The US isn't China or Europe or Australia or Britain. We have our own unique culture. It has pluses and minuses like any other distinct culture does.

Yep it does. The some of the plusses are green chile, driving 20,000 miles on the emergency spare and paper license plates (screw you other 49 states), and one big minuses is the rather large number of people getting killed by guns (from what I recall, the majority are accidents and suicide, but I may be mistaken).

It requires a certain perspective to understand and appreciate other cultures. Perhaps you may develop that perspective someday.

It also requires a certain perspective to see the bad things about your culture, which are hard to get from the inside. Either way though lots of people getting killed is pretty much not a good thing.

Comment Re:"Police found Purinton 80 miles away at Applebe (Score 2, Insightful) 955

Getting drunk and doing stupid things is not racist,

No, but getting drunk and shooting a brown person while yelling "get out of my country" is racist, drunk or not. Being drunk doesn't make it magically not racist, much like punching someone while drunk droesn't magically become "not assault" just because you're drunk.

Comment Re:Don't show this to the Linus/Linux Kernel Group (Score 1) 54

Whatever works! :)

It works sufficiently for Linux, but the fact it works at all does not imply that something else couldn't work better. Several high profile kernel devs have left due to the flood of shite. Matthew Garrett is one and he was responsible for a huge amonut of the power saving code which makes Linux actually acceptable on laptops.

Comment Re:a Code of Conduct is a weapon (Score 2) 54

I don't understand why a programming language, as a recent example, requires a Code of Conduct.

A programming language doesn't: such a thing is nonsensical because a language is inanimate and has no agency. The people in the community who contribute, however, do. If you can't see why people need a code of conduct then I can only ask: have you ever met people?

If you want your official forums to be civil, than enforce civility.

Using your personal, unwritten code of civility, I assume, even though it differs from mine?

Comment Re:Never EVER us the USPS (Score 2) 143

They still have the government employee mentality of not giving a shit

Yeah because random employees in large corporations give so many shits about you personally. They really don't, you know, I mean really not at all.

When conducting business, one of these two carriers is always the way to go because they deliver consistently and on time.


The USPS was a great idea 240 years ago and they served their purpose for a long time, but it is high time that we fully privatize them and let them go bankrupt if they can't perform a competent service.

As a private company, they'd likely do considerably better since they wouldn't have to obey inane regulations from politicians who are intent on hamstringing it as much as they can by law to "prove" that the government can't do a good job.

Make no mistake, the USPS is phenomenally efficient and moves astonishingly vast quantities of mail for a really, really low cost.
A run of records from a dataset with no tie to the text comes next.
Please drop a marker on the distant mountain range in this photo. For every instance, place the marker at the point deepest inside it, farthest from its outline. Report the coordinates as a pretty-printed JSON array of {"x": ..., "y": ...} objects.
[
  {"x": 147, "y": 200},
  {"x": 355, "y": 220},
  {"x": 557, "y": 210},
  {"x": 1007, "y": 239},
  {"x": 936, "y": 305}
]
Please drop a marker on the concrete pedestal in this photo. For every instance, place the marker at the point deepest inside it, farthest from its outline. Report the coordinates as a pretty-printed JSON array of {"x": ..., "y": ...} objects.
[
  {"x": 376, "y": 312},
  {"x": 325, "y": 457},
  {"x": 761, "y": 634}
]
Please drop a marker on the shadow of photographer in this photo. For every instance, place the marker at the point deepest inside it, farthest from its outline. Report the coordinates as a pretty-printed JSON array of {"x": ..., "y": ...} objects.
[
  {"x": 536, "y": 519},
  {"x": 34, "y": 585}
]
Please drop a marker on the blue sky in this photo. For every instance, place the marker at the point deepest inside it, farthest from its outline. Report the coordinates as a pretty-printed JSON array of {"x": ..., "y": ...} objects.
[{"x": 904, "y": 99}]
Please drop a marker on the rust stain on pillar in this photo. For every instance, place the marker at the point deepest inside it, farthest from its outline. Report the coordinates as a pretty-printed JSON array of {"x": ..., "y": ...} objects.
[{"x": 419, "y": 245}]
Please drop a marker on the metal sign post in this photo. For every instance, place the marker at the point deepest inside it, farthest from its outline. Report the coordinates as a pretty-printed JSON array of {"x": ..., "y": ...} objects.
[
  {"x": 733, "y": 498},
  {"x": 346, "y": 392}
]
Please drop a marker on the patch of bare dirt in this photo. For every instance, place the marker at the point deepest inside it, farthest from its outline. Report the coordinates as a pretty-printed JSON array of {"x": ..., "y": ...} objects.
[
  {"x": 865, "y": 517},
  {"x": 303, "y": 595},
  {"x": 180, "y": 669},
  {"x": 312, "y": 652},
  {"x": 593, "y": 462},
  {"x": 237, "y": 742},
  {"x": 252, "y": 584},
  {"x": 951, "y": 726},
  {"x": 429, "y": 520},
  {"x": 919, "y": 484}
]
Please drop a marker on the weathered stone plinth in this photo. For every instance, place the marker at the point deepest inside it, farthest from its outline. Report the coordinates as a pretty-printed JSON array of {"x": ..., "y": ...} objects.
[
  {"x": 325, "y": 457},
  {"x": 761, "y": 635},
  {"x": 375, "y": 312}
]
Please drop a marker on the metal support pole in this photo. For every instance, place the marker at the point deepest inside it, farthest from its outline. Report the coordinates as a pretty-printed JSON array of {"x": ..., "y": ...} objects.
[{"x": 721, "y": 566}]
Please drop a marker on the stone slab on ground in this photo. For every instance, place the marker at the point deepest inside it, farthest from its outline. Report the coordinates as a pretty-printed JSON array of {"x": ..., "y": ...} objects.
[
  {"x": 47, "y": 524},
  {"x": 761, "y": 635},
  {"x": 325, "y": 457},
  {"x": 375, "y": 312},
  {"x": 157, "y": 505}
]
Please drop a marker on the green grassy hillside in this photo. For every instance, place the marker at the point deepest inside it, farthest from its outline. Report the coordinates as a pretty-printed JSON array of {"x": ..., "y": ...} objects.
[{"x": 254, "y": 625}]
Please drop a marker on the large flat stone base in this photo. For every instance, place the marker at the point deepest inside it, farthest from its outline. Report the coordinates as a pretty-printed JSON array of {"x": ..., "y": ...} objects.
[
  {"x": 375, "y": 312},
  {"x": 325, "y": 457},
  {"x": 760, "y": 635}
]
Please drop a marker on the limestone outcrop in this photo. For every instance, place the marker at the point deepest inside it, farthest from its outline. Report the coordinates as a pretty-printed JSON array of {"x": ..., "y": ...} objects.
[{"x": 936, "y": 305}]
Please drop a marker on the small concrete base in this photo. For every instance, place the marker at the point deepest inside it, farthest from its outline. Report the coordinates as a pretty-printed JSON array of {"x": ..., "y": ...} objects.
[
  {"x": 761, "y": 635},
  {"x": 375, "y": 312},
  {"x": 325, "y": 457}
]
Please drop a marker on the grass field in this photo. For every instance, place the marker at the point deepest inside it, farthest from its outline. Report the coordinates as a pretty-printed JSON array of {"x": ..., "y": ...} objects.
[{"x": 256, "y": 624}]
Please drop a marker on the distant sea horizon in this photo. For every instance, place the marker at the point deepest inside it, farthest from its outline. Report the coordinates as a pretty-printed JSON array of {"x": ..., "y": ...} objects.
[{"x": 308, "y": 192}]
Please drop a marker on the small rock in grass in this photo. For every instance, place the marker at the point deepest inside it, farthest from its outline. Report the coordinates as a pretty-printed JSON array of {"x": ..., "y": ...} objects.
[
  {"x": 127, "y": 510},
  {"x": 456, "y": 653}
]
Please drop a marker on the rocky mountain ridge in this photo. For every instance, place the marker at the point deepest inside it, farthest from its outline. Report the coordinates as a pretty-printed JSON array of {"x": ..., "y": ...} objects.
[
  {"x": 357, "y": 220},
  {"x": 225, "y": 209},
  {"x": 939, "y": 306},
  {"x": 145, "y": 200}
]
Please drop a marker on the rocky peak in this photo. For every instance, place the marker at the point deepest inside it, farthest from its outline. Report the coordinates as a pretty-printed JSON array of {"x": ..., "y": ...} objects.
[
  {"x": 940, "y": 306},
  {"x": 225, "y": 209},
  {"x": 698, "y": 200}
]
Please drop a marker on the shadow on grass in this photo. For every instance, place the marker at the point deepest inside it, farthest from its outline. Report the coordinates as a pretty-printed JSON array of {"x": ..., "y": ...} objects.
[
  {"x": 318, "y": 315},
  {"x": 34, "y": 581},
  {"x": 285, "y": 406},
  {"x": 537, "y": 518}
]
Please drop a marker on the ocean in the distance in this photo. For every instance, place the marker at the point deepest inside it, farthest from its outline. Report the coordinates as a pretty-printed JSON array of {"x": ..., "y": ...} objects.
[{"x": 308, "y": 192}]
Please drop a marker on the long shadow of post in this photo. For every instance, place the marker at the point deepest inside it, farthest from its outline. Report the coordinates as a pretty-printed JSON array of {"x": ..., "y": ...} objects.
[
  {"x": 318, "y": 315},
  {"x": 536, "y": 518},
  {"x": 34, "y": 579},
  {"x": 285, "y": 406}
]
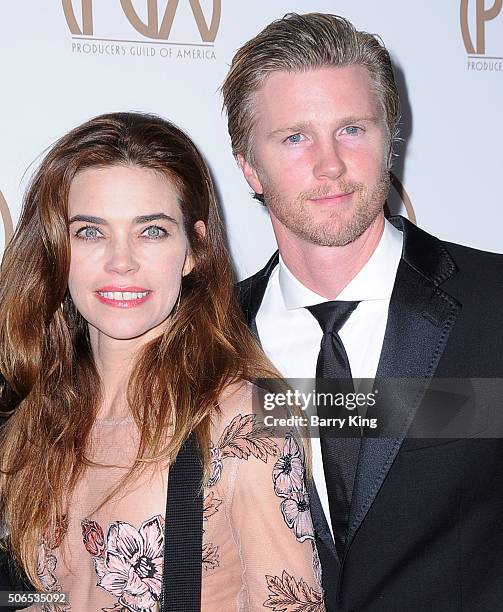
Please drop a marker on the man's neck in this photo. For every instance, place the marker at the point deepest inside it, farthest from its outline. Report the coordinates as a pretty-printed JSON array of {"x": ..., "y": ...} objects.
[{"x": 327, "y": 270}]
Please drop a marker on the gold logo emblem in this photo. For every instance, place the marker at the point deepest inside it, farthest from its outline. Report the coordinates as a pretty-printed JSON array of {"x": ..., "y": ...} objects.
[
  {"x": 8, "y": 228},
  {"x": 152, "y": 28},
  {"x": 482, "y": 16}
]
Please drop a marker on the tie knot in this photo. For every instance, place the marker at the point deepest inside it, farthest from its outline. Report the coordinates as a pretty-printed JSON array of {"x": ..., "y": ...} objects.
[{"x": 332, "y": 315}]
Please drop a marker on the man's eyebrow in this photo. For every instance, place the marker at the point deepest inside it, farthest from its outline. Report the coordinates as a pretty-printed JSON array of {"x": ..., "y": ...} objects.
[
  {"x": 306, "y": 125},
  {"x": 356, "y": 119},
  {"x": 291, "y": 129},
  {"x": 137, "y": 220}
]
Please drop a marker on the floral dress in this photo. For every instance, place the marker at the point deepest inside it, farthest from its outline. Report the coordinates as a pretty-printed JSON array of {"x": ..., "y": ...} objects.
[{"x": 258, "y": 542}]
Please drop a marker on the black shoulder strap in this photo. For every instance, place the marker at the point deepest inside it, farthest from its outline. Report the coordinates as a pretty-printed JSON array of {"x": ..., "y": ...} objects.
[{"x": 183, "y": 532}]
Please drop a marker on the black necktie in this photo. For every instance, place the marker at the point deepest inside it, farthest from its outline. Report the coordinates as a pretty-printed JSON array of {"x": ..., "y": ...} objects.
[{"x": 340, "y": 455}]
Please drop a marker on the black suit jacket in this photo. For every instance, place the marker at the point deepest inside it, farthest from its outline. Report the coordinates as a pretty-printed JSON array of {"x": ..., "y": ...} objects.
[{"x": 426, "y": 517}]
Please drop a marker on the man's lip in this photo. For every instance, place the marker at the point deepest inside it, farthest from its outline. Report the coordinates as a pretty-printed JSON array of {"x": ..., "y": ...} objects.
[
  {"x": 331, "y": 196},
  {"x": 128, "y": 288}
]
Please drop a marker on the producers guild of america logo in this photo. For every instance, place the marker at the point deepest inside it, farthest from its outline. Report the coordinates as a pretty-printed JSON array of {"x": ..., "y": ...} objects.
[
  {"x": 173, "y": 29},
  {"x": 8, "y": 228},
  {"x": 482, "y": 32}
]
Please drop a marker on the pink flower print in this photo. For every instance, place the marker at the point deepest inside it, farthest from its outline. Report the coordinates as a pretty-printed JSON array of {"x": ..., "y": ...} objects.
[
  {"x": 297, "y": 516},
  {"x": 46, "y": 566},
  {"x": 288, "y": 472},
  {"x": 216, "y": 465},
  {"x": 92, "y": 536},
  {"x": 133, "y": 564}
]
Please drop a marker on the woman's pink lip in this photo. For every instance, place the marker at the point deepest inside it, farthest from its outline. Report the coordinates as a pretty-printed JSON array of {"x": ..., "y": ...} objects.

Comment Re:Cool? (Score 1) 123

It's funny you say that. The first time I had to make a similar list, I asked the European leftist* commenter what made US Democrats not leftist, and his response was related to owning property, and not just "a home".

Well, you can base your definitions of words based on what a single, random internet poster said if you like. However, when you're misunderstood and misunderstand people, the fault will lie entirely with you.

No, I am responding in accordance with several conversations I have had on this very website, asking the difference between the "European left" and the "US left". :shrug:

Go look at some actual European leftists, e.g. Jeremy Corbyn in the UK. He's a right old raving red, but has not come out against private ownership of stuff in general. Or if you prefer something a bit more continental, look up Hamon of the French Socialist Party: he's running a presidential campaign so there is TONS of information about him and what he wants right now.